Based on: City of God by Paulo Lin (1997)
Fernando Meirelles and Kátia Lund’s film adaption focuses on the harsh surroundings of poverty-stricken favelas in the 1960s and 1980s. Although the narratives of ambitious drug traffickers are fascinating to see, they are nearly overshadowed by the compelling performances, sweeping photography, and stunning, blood-stained settings.

#9 Mean Girls (2004)

Based on: Queen Bees and Wannabes: Helping Your Daughter Survive Cliques, Gossip, Boyfriends, and the New Realities of Girl World by Rosalind Wiseman (2002)
The tone of the book is more solemn than that of the movie. It’s also far less fascinating and unforgettable than the snappy, hilarious, endlessly meme-able high school comedy-drama it created while being helpful and intelligent. Not to mention the racy Broadway theatrical spin-off, which, despite its campy tone, appeals to teenagers both then and now.

#10 The Shining (1980)

Based on: The Shining by Stephen King (1977)
Kubrick’s modified vision is ambiguous on several levels, very terrifying, and significantly darker than the original novel. In reality, I’ve watched The Shining several times, each time discovering new levels and ideas, and it took me a long time to finish King’s novel. Essentially, this film is a never-ending rabbit hole in addition to being terrifying.

#11 The Hunger Games: Catching Fire (2013)

Based on: The Hunger Games by Suzanne Collins (2008)
Catching Fire the movie is no doubt based on a strong original story, but it adds new contextual layers to the narrative that elevate it from a run-of-the-mill YA adaptation to something far more special and fascinating. It is packed with subtle racial and class commentary, as well as clever reality TV mockery. The cruel, harsh dystopian world of the novels is so much scarier and captivating in a huge budget picture, especially during the Games itself, with their high-intensity graphic violence and dread.

#12 The Godfather (1972)

Based on: The Godfather by Mario Puzo (1969)
Francis Ford Coppola is credited with making The Godfather into one of the most remarkable cinematic achievements in contemporary history. Coppola streamlined the storyline, condensed the novel’s numerous subplots, and emphasized the mirrored connection between Don Vito Corleone and his successor Michael Corleone.

#13 Jurassic Park (1993)

Based on: Jurassic Park by Michael Crichton (1990)
The novel is thrilling and well-paced, but when I hear the word “movie magic,” We instantly think of the movie. While the picture is relatively light in contrast to the Spielberg and his team did an incredible job bringing the primitive predators to life.

#14 Jaws (1975)

Based on: Jaws by Peter Benchley (1974)
Unlike the book, Spielberg decides to omit meandering subplots like Chief Martin Brody’s wife having an affair with a marine researcher.
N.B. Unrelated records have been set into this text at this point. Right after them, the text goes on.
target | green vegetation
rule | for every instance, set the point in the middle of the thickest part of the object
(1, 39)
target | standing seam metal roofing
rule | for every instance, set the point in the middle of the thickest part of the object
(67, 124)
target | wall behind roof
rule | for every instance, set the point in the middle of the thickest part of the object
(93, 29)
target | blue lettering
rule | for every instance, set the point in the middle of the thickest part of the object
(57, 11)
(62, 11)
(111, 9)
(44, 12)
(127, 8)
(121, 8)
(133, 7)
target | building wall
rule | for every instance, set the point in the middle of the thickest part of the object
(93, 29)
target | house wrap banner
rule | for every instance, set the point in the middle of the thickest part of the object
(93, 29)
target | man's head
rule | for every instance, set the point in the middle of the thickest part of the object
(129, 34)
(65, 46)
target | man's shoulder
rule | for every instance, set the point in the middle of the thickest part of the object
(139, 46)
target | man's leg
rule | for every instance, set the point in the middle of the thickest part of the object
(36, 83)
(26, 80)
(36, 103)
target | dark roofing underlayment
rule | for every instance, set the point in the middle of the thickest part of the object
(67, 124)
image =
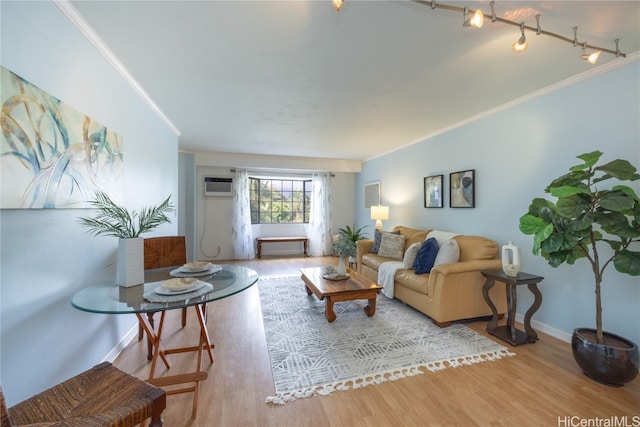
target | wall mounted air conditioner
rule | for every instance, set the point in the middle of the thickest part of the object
(217, 186)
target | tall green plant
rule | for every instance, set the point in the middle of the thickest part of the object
(115, 220)
(354, 234)
(584, 216)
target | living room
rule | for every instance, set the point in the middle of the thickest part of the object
(515, 150)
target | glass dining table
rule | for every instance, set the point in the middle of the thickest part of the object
(151, 297)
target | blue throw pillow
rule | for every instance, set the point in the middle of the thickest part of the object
(426, 256)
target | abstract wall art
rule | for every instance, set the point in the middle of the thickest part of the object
(433, 191)
(462, 189)
(53, 156)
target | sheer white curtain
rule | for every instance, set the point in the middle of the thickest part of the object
(319, 238)
(241, 230)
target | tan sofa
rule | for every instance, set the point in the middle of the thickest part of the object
(450, 291)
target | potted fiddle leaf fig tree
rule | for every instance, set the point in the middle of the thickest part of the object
(115, 220)
(598, 222)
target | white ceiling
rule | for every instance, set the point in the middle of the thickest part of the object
(297, 78)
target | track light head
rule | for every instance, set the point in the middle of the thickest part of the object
(592, 57)
(476, 20)
(521, 44)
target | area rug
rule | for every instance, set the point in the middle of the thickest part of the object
(310, 356)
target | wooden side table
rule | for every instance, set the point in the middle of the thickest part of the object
(509, 332)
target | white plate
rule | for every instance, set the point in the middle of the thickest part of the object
(195, 267)
(178, 272)
(161, 290)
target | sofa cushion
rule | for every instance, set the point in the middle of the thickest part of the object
(377, 240)
(392, 246)
(448, 253)
(413, 235)
(408, 278)
(410, 255)
(426, 256)
(477, 247)
(373, 261)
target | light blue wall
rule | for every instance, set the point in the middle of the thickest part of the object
(516, 153)
(46, 256)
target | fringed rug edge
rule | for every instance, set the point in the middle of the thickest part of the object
(382, 377)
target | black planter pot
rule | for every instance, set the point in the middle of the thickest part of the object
(614, 363)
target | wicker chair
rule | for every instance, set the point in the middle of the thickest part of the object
(103, 396)
(166, 251)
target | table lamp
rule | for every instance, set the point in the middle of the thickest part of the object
(379, 213)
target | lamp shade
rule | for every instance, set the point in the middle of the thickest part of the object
(380, 212)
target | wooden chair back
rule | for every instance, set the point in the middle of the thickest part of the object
(164, 251)
(103, 395)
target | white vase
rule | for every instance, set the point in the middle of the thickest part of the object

Rather, the two-hour running time of the picture is used to drive up the stakes and tension, all set to John Williams’ Academy Award-winning music.
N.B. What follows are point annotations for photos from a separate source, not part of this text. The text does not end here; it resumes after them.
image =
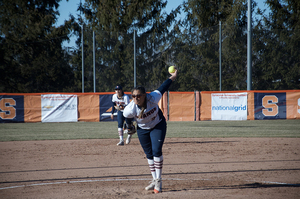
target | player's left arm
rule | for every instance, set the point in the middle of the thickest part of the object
(165, 86)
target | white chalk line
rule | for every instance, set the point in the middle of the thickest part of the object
(81, 181)
(111, 180)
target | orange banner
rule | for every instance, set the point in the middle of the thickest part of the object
(32, 108)
(293, 105)
(181, 106)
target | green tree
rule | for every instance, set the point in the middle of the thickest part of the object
(114, 23)
(197, 45)
(32, 58)
(276, 45)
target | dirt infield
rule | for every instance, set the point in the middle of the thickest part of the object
(193, 168)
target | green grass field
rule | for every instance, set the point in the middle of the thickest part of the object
(105, 130)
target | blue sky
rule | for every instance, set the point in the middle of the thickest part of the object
(66, 8)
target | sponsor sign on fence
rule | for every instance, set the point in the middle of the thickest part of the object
(229, 106)
(59, 108)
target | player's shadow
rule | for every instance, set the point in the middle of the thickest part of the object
(255, 185)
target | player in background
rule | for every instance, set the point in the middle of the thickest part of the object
(151, 127)
(120, 100)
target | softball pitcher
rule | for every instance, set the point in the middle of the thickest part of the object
(120, 100)
(151, 127)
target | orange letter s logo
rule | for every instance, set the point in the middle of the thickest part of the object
(270, 106)
(7, 111)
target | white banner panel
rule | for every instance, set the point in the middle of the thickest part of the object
(229, 106)
(59, 108)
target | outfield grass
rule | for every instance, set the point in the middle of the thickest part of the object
(104, 130)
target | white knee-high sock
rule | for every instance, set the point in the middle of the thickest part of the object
(158, 163)
(152, 168)
(120, 131)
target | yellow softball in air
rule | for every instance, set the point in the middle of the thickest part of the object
(172, 69)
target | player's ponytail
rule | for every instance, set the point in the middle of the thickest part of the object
(142, 91)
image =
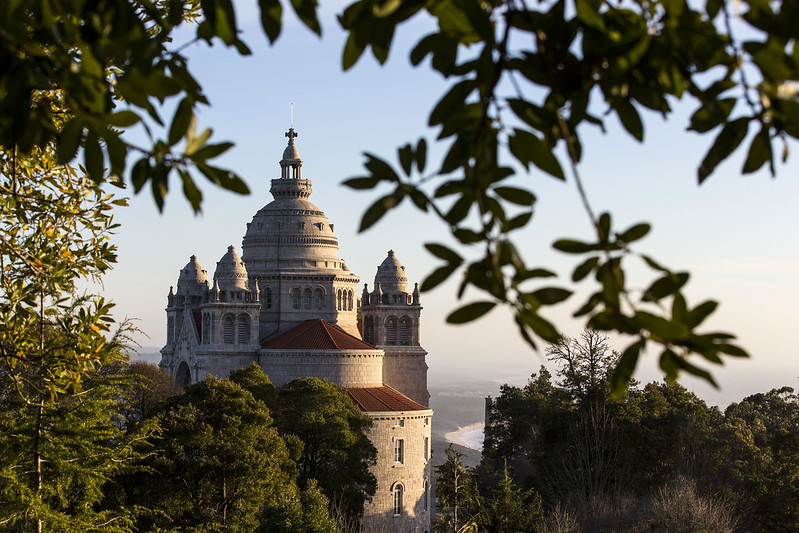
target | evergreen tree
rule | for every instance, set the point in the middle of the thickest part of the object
(219, 462)
(508, 509)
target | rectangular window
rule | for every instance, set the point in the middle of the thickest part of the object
(399, 451)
#15 The Shawshank Redemption (1994)

Based on: Rita Hayworth and Shawshank Redemption (Different Seasons) by Stephen King (1982)
Because the movie’s narrative is lengthier than the novella’s, it builds on it significantly and adds some pretty killer payoff: a beautiful finale and a solid, completely fleshed-out relationship between Red and Andy with enough genuine heartfelt moments to make even the most hardened viewers cry.
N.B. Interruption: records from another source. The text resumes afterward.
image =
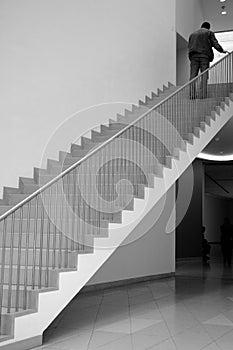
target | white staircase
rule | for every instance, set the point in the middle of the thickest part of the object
(56, 234)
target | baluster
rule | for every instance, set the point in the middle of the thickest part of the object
(19, 262)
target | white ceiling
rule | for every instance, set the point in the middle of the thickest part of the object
(212, 13)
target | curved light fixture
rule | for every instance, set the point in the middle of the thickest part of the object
(214, 157)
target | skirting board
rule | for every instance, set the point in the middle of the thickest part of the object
(122, 283)
(26, 344)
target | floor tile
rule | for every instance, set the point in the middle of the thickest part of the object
(192, 339)
(226, 341)
(165, 345)
(191, 311)
(120, 344)
(99, 339)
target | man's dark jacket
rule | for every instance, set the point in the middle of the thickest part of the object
(201, 43)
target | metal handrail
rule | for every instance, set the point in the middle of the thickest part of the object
(58, 177)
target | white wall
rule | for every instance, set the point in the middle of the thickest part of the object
(58, 57)
(213, 14)
(145, 252)
(189, 16)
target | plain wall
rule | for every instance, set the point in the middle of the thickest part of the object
(217, 20)
(189, 16)
(182, 61)
(59, 57)
(150, 252)
(188, 232)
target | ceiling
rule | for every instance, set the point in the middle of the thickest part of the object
(212, 13)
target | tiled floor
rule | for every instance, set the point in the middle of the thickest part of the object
(191, 311)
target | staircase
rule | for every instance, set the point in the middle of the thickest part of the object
(59, 227)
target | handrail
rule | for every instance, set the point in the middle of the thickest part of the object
(66, 171)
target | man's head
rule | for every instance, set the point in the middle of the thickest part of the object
(205, 25)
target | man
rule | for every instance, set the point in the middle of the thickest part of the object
(201, 54)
#16 No Country for Old Men (2007)

Based on: No Country For Old Men by Cormac McCarthy (2005)
Unlike in the novel, Sheriff Ed Tom Bell does not recount all of the incidents as he investigates a botched drug sale in rural Texas. His speeches are used in the film via voiceover in between sequences, however, it is a technique that is employed sparingly.

#17 2001: A Space Odyssey (1968)

Based on: Actually, the namesake Arthur C. Clarke novel came after.
Even though both the movie and the book tackle the difficult topics of human evolution, the origins of consciousness, and the dangers of artificial intelligence, Kubrick’s movie remains the clear juggernaut, thanks to its awe-inspiring theme song, mind-blowing visual effects, and highly inventive non-linear story layout.